Closely related to that ‘searching around online’, however, are possible less pleasant side effects. I will mention two. First, last year some students looked up alternative explanations for the diagonalization language and some things being incomputable, having come across a version of the barbershop paradox. Strictly speaking, it is not an alternative explanation of the same thing; or: if you are going to use that, it is a wrong analogy. I’ll explain why in class in a few weeks when we’ll cover chapters 8 and 9 of HMU.

Second, this year I have seen some non-notes students watching a YouTube video on the pumping lemma and on CFGs during the exercises in the lab; such repeats take up extra time. The note-takers, on the other hand, flicked through their pages in a fraction of the time, hence, were ahead in the exercises simply because they had used the lecture time more effectively. (And I generously assume that what was presented in the YouTube video was correct, which need not be the case; see previous point).

This does not mean there is no room for improvement regarding teaching aids for Theory of Computing, which I’ve written about last year. This year I tried the AutoSim automata simulator and the CFG Grammar Editor again, which still does not have much uptake by the students, afaik, and I’m trying out Gradiance. The Gradiance system is an online MCQs question bank with explanations of the answers and hints in case the answer given was incorrect—i.e., turning the gained experience and knowledge about common conceptual mistakes into an educational feature)—and one can assign homework and grade assignments. The dedication to do the (optional) homework is dwindling since the 5th week into the semester, but the automatic grading and providing the option for self-study for the interested and/or determined-to-pass students are can be great (the system is almost cheat-proof, but not entirely).
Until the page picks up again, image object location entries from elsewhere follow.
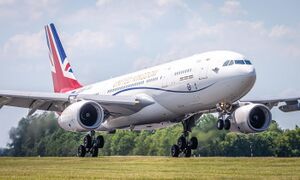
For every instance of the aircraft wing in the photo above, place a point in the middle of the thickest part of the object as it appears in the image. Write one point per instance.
(285, 104)
(115, 105)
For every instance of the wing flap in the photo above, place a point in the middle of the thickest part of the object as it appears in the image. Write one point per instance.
(290, 103)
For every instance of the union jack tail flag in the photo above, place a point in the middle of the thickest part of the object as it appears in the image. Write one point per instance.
(62, 73)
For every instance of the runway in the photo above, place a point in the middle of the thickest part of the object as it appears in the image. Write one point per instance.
(148, 168)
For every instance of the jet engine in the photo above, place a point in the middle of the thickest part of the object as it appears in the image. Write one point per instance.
(251, 118)
(82, 116)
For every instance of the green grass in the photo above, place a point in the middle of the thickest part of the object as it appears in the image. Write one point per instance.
(149, 168)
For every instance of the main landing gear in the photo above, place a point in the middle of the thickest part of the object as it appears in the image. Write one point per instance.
(185, 146)
(224, 120)
(91, 144)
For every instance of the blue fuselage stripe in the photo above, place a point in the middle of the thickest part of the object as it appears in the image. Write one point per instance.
(160, 89)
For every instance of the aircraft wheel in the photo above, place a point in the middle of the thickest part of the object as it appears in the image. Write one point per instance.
(193, 143)
(81, 151)
(175, 151)
(99, 141)
(94, 151)
(181, 142)
(187, 152)
(220, 124)
(227, 124)
(87, 141)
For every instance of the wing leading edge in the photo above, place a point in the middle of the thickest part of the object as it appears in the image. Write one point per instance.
(115, 105)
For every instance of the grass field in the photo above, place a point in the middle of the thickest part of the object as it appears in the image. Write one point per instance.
(149, 168)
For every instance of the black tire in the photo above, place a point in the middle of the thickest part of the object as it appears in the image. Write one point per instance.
(175, 151)
(227, 124)
(188, 152)
(181, 142)
(81, 151)
(99, 141)
(193, 143)
(87, 141)
(220, 124)
(94, 151)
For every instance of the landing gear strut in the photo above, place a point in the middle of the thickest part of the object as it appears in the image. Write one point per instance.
(184, 145)
(224, 121)
(91, 144)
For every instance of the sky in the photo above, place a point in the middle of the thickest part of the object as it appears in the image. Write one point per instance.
(107, 38)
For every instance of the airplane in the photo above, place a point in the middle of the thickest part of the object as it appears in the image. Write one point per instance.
(180, 91)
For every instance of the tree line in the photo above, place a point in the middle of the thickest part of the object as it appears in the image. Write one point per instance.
(40, 135)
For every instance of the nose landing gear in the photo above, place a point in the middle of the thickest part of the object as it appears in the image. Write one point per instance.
(91, 144)
(185, 145)
(224, 110)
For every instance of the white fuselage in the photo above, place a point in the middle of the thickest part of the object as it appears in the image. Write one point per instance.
(186, 86)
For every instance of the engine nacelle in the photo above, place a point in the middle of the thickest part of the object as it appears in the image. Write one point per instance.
(82, 116)
(251, 118)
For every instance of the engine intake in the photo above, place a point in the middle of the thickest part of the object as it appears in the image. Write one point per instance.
(82, 116)
(251, 118)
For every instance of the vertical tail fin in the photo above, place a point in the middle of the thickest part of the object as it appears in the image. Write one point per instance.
(62, 73)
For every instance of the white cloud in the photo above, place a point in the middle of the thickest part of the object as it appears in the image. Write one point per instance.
(89, 40)
(25, 45)
(6, 2)
(232, 7)
(280, 31)
(132, 41)
(102, 2)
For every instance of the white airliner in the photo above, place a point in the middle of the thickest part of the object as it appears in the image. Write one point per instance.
(157, 97)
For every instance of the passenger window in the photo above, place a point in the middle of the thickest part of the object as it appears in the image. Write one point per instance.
(226, 63)
(239, 62)
(248, 62)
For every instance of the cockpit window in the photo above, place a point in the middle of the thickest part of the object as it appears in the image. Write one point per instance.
(248, 62)
(232, 62)
(226, 63)
(239, 62)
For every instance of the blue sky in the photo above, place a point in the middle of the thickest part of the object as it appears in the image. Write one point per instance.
(107, 38)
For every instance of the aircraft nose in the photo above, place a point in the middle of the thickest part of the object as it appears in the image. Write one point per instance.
(250, 74)
(249, 71)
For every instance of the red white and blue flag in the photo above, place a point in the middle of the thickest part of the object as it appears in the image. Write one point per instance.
(62, 73)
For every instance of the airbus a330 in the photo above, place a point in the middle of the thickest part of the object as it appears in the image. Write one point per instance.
(176, 92)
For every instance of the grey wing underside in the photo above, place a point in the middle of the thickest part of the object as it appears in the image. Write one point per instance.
(115, 105)
(285, 104)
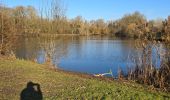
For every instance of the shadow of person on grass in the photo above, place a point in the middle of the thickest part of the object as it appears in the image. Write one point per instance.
(31, 92)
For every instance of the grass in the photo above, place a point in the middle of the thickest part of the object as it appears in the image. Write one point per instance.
(55, 84)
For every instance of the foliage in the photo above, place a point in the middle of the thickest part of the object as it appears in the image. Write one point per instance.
(56, 84)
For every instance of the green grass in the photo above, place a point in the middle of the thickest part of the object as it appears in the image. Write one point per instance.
(14, 75)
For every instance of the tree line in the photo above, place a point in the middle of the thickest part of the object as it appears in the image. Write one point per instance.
(26, 21)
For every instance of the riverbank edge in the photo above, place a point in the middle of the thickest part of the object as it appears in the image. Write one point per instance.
(69, 73)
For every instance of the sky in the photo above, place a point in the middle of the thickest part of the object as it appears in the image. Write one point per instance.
(105, 9)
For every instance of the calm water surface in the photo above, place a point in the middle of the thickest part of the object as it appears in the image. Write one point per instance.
(90, 55)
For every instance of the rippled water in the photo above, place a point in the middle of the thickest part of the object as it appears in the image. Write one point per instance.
(92, 55)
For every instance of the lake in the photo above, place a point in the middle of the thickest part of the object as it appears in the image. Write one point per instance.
(85, 54)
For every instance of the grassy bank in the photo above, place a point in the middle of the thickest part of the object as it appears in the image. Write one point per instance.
(55, 84)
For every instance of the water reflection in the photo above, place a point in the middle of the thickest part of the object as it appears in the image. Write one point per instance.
(83, 54)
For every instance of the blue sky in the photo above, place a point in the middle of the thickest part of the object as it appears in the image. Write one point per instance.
(106, 9)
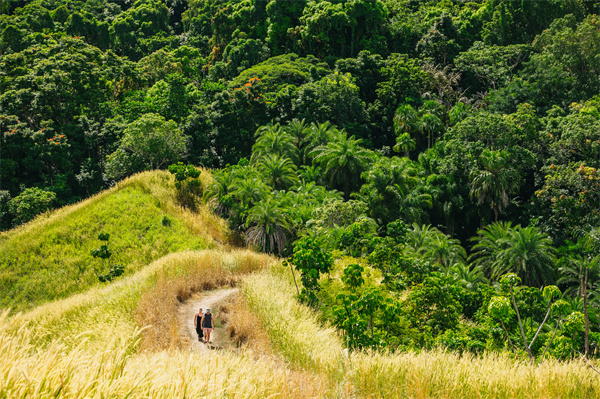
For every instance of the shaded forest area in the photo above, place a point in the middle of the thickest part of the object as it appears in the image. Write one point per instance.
(447, 148)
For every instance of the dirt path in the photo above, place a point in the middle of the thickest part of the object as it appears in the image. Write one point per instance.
(187, 331)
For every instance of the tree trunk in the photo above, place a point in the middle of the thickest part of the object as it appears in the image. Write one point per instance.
(294, 276)
(521, 325)
(587, 319)
(508, 336)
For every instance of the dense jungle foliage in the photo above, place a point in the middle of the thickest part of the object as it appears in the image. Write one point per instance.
(446, 153)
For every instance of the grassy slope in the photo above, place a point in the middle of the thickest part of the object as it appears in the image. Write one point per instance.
(88, 345)
(49, 258)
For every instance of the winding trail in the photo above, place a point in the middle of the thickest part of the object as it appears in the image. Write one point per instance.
(187, 311)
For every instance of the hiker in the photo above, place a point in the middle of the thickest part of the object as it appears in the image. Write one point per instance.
(208, 324)
(198, 324)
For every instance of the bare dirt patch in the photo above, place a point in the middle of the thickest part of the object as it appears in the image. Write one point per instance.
(187, 312)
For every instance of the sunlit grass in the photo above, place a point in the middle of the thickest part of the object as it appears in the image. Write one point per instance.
(49, 258)
(296, 335)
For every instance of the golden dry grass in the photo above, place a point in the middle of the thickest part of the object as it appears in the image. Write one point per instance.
(298, 338)
(244, 327)
(49, 258)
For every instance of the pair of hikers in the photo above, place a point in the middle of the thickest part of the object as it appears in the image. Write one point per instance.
(205, 324)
To get to the point after some meandering: some types of computer-based teaching aids can be useful, just not all of them all of the time. True, computing looks at what can be automated, and what can be automated efficiently, and so I could apply that notion to everything—up to totally automated course offerings, which is the direction that the MOOCs are going. However, computing also concerns solving problems, and being able to recognise when a problem is best solved by computation, and when other solutions may be more appropriate. For instance, low pass rates may be considered to be a problem, but this does not imply that e-learning is the solution to that; non-determinism and epsilon-transitions are concepts that are apparently not easy to grasp, and the simulator is more illustrative than my coloured chalk trying to simulate a run on the blackboard; in the pre-CMS era, course admin was a chore and there were, perhaps, instances of ‘lost’ assignment or project submissions (though that did not happen when I was a student in the ‘90s), which Moodle alleviates and prevents, respectively. So, software can indeed solve some problems.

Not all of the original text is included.